If you want to use things like this without std, link a libm and call that.
They're in intrinsics; they're not guaranteed to do anything. They're an internal implementation detail allowed to change whenever rustc wants; not something to use.
You'll notice the intrinsics are only used in std. Where they're declared is basically unimportant.
jyn recommended that I ask whether this is "an 'api does not guarantee it' thing or an 'implementation changes all the time' thing".
Sorry, I should have mentioned it earlier, but one of the places I planned on using the square root intrinsics was in core itself as the fastest implementation for isqrt that I could find for most integer types.
Is it OK to use these intrinsics there if an addition to the core test suite to test the outputs of isqrt would detect a breaking change in these two intrinsics? If not, is there a libm used by core? If not, is there some kind of way to implement a method on the integer types differently in core and std so that the floating point method can at least be used in std (or a better way to handle it than that)?
So one potential answer would be to make a new isqrt intrinsic. The LLVM codegen backend for that could then either emit something using llvm.sqrt or the integer-only implementation depending on whether the target has an efficient sqrt.
llvm.sqrtmight work in core on targets without an instruction for it, but if it did it would probably be emitted as a call to a function that would be expected to be linked in, which you probably don't ever want for integer sqrt.
@ChaiTRex since you sound particularly worried about performance, the micromath crate provides an implementation which trades ~5% precision for additional performance: F32 in micromath - Rust
Looks like FSQRT on x86 at least is something like 20-40 cycles, so hard to say for sure. That said, it's almost certainly faster than anything doing integer divisions for newton's method, since a general IDIV is about the same latency.

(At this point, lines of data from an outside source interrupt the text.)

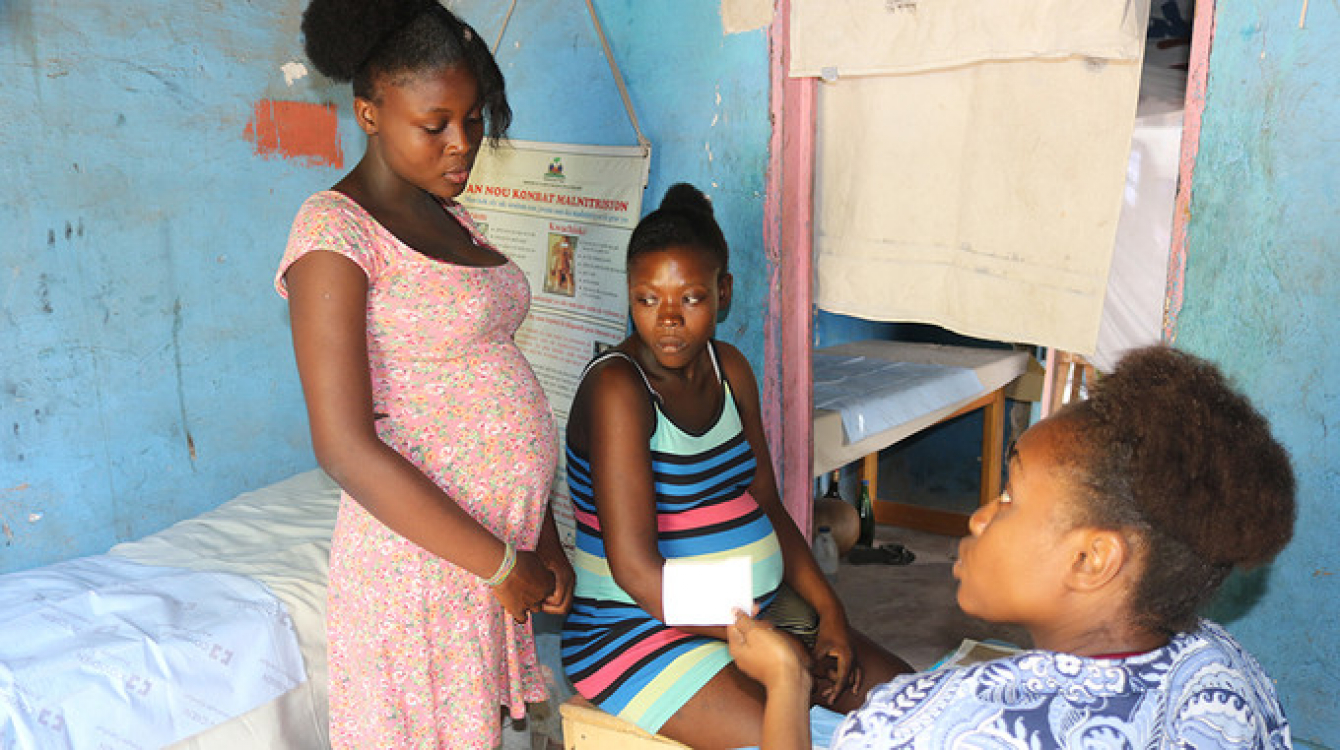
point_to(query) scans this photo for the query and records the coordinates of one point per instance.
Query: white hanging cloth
(982, 197)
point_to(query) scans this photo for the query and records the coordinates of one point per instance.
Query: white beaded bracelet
(504, 567)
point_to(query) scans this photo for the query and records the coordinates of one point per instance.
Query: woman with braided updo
(1122, 517)
(421, 405)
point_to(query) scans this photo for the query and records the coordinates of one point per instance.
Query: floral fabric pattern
(1199, 691)
(421, 655)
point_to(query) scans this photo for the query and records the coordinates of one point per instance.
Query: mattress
(278, 535)
(988, 368)
(209, 634)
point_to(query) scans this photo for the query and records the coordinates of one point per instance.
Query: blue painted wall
(1262, 285)
(146, 372)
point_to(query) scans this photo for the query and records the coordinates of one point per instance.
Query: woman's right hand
(768, 655)
(525, 588)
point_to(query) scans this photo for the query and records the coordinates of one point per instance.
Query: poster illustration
(563, 213)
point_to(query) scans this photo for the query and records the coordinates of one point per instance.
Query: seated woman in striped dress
(666, 460)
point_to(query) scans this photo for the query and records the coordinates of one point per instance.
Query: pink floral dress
(421, 654)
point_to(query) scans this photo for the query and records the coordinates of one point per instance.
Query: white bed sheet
(280, 536)
(993, 368)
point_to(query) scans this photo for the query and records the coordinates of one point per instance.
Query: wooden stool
(587, 727)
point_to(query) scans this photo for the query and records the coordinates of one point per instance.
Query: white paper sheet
(706, 592)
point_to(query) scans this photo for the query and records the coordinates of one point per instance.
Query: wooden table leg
(993, 446)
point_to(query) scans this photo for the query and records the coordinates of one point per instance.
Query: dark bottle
(866, 509)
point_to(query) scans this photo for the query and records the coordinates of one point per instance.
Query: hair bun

My question wasn't about the algorithm. If you are doing a lot of square roots then floating point will be faster as the OP's benchmarks showed. However there is a fixed cost to gratuitously using SIMD that is obscured by microbenchmarks.
fsqrt is the wrong instruction to check, that's the old x87 instruction that no one uses unless they have to or they're using f80. the instructions to check are [v]sqrtss for f32 (15 cycle latency on Zen4, 12 on Icelake) and [v]sqrtsd for f64 (21 cycle latency on Zen4, 15-16 on Icelake).
Does that include the time to convert back and forth between integers and floating point though?
Also, won't there be a problem of precision anyway: f64 has 53 bit mantissa. By the pigeon hole principle it cannot represent all 64-bit integers, meaning it can't be used for square root, without a range check and fallback.
It might be a pessimisation rather than optimisation in some cases.
if you need to do an integer version, maybe use goldschmidt's algorithm with fixed-point arithmetic? it only uses table lookup, multiply, add, sub and shifting (after changing the input range to 1/2 to 2 using count leading zeros and shifting), so should be pretty fast.
not necessarily, because the integer sqrt can fit in f64's mantissa, so we'd probably only need a off-by-one correction:
// not tested, may not be correct
fn isqrt(v: u64) -> u64 {
let s = (v as f64).sqrt() as u64;
match s.checked_mul(s) {
Some(p) if p <= v => s,
_ => s - 1,
}
}
If that doesn't work, is there some way for rustc to detect code that shouldn't use hardware floating point operations? For example, is kernel code compiled with +soft-float or something else to disable accidental hardware floating point use?
Or perhaps is there some way to detect kernel code specifically?